The hip-hop legend who lived out his final years in West Yorkshire

On the surface of things, West Yorkshire doesn’t exactly scream “hip-hop.” Yet it was here, up in the north of England, that one of hip-hop’s most legendary, enigmatic figures lived out his final days. MF Doom, the masked supervillain, died in Leeds in 2020.

Doom had been living in Leeds for some time before he passed away, which was quite a shock for lots of people to discover. Why, exactly, had an East Coast legend from the streets of Long Beach decided to move to the north of England, of all places?

The answer has proven somewhat difficult to establish. On the one hand, Doom certainly had links to England. He was born there in 1971, but, even then, his connection to the country was somewhat tenuous. He once claimed that the only reason his mother had given birth to him there was that she happened to be visiting a friend in the country when she went into labour.

More to the point, the fact that Doom was born in England doesn’t exactly explain why he was in Leeds specifically. His birthplace was a town called Hounslow, which is in West London. Leeds and London are on opposite sides of the country, so Doom’s connection to Leeds isn’t at all obvious.

Not long after his birth, Doom’s parents took him to Long Beach, New York, which is where he grew up. The problem was that they never secured the correct visa for him, so, when he was an adult, that came back to haunt him. After going on an international tour, he was denied reentry to the United States in 2010.

With few other options available to him, Doom ended up settling in the UK. But that still doesn’t explain why it was Leeds that he decided to live. There are plenty of cities in the UK to choose from, but something clearly drew him up north.
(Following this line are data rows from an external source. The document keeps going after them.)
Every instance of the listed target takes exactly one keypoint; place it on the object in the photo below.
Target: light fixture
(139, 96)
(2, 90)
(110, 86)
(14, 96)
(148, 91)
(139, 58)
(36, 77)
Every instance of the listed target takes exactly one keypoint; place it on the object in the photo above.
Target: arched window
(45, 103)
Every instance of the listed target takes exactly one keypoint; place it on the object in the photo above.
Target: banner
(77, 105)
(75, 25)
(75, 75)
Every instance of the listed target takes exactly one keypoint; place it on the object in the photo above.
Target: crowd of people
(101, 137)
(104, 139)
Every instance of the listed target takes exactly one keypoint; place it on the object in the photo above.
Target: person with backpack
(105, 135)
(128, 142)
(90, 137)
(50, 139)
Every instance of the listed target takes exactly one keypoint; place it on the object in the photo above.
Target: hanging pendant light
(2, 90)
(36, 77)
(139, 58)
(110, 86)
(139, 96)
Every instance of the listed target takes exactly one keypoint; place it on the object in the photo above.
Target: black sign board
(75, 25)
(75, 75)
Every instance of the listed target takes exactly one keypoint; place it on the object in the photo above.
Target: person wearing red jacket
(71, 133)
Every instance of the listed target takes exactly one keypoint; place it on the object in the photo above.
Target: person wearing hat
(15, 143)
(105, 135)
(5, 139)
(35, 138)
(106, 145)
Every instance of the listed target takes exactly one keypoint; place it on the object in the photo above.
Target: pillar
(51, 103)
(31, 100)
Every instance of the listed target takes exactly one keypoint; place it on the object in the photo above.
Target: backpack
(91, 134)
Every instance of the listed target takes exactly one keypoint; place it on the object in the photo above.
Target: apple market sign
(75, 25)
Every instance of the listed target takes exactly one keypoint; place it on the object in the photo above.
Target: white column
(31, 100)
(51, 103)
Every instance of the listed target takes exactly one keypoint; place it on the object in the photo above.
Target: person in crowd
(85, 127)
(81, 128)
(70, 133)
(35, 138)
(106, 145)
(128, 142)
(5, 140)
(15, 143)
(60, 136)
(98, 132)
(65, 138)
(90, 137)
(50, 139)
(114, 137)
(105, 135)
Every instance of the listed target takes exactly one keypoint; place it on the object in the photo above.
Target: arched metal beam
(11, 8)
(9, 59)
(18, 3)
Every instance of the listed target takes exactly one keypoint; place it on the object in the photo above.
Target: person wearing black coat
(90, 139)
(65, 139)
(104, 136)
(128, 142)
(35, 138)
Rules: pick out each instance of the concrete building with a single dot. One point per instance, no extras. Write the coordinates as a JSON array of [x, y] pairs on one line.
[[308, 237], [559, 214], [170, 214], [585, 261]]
One of Doom’s fans, a journalist called Adam Batty, has been preoccupied by the question of why the rapper chose to live in Leeds. He and the English DJ Afrodeutsche sought to find out the answer to that following Doom’s death, but their quest hasn’t proven to be remotely simple.

“A lot of people won’t speak,” Batty remarked of his investigation, as reported by The Guardian. “The family are very suspicious of who’s doing what and why they’re doing it.”

Batty, so far, has failed to get to the bottom of it. But, while that might be frustrating, it does seem somewhat fitting for an artist shrouded by as much mystery as MF Doom was. “I don’t think it is an anticlimax as such,” Batty said of his failure to figure things out. “The best ending for us is that the mystery lives on.”